Scientists have discovered a set of mathematical equations which describe how any sequence of random events, no matter the timescale or regularity, can be used to estimate time.
The findings are useful for individuals stranded on desert islands without a watch and researchers trying to uncover the limits of nanoscale clocks in quantum, electronic and biomolecular systems.
“Our goal was to find out the minimum ingredients you need to build a clock,” says Dr Mark Mitchison from the Department of Physics at King’s College London, UK.
“For example, could you still measure time precisely even when stranded on a desert island? We found equations that tell you how to create a ‘clock’ by counting random events around you, like waves lapping on the shore or your heartbeats.”
(a) Successful cooking (among other important tasks) requires an accurate and precise time estimator to be constructed from an observer’s record of events. Stochastic (random) phenomena can be used for this purpose but have varying degrees of frequency, regularity, and interdependency. (b) The study focuses on Markovian jump processes described by a master equation on a discrete network of 𝑑 states, where 𝑝𝜎 is the probability to find the system in state 𝜎, 𝑅𝜇𝜎 is the rate for a jump 𝜎 →𝜇, and Γ𝜎 is the escape rate from 𝜎. An observer lacking a clock may record the stochastic sequence of states visited by the system, 𝝈 =𝜎0 →𝜎1 →⋯. An asymptotically optimal time estimator is the sum of mean dwell times Γ−1
𝜎 for each state observed in the sequence. Credit: Prech et al 2025, Physical Review X (CC BY 4.0)
Lots of physical and biological processes progress via random ‘jumps’ which happen at irregular intervals.
If each jump only depends on the previous one, then the sequence of events can be described by a general mathematical model called a ‘classical Markovian jump process’.
The newly discovered equations show that the timekeeping accuracy of these Markovian systems is limited by the ‘mean residual time’ or average time until the first observed event.
In other words, the less time before a system makes its first jump, the faster and more frequently it undergoes jumps in general. This means it fluctuates less and can be better used to estimate how much time has passed.
Illustration of the residual and waiting times, with jumps depicted as blue crosses on the time axis. The mean residual time 𝒯 is the expected value of 𝜏0, the time interval until the first jump after observations begin at 𝑡0. Paradoxically, this exceeds the mean (average) of the waiting time between jumps 𝜏𝑗 because the jumps tend to cluster in bunches and the system spends more time in long-lived states. Credit: Prech et al 2025, Physical Review X (CC BY 4.0)

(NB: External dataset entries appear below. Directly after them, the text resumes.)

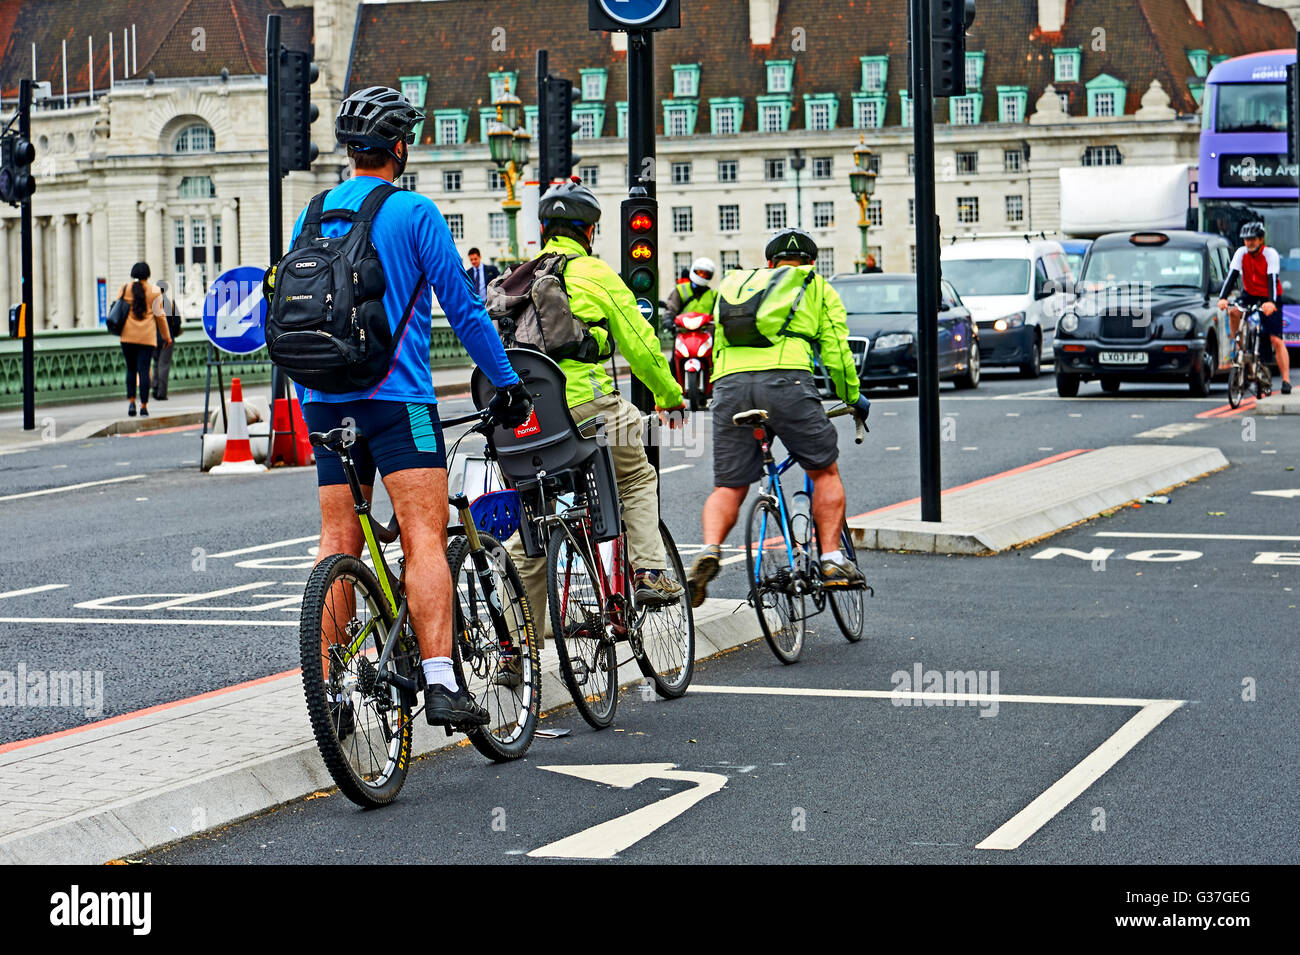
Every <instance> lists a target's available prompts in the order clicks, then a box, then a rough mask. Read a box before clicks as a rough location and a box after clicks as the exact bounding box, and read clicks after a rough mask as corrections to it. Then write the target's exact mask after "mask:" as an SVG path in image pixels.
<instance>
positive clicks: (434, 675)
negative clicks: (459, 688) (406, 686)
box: [420, 656, 459, 691]
mask: <svg viewBox="0 0 1300 955" xmlns="http://www.w3.org/2000/svg"><path fill="white" fill-rule="evenodd" d="M420 665H421V667H424V681H425V682H426V683H428V685H429V686H435V685H441V686H445V687H446V689H448V690H452V691H455V690H456V689H459V687H458V685H456V672H455V670H454V669H452V668H451V657H450V656H430V657H429V659H428V660H421V661H420Z"/></svg>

“This turns out to be the best possible clock you can build by counting Markovian events in a system governed by classical physics,” says Mitchison.
“So, if you find a system that doesn’t follow the expected pattern, you can be sure something else is going on.”
These hidden features could include unseen states, memory effects or even quantum behaviour. The researchers say their equations open new paths for detecting these complex dynamics from limited data.
They also hope the work can be used to study how biological systems, like molecular motors and oscillators, operate efficiently in the presence of random fluctuations.
“Thinking about molecular machines as ‘clocks’ gives us insight into how some natural processes spontaneously generate order from chaos,” says Mitchison.
“We see this occurring at many different scales in our universe, from biological organisms and ecosystems down to the microscopic world. By establishing a fundamental limit on how well clocks can operate in the realm of classical physics, we also gain a better understanding of what makes quantum clocks different.
“Time lies at the heart of many unsolved mysteries in quantum physics. Why does time seem to flow in only one direction? Why do we only remember the past and not the future? Is time quantised in discrete chunks, in the same way as energy? By thinking about what clocks can do, we ultimately hope to answer some of these questions about the nature of time itself.”
The equations are presented in a paper published in the journal Physical Review X.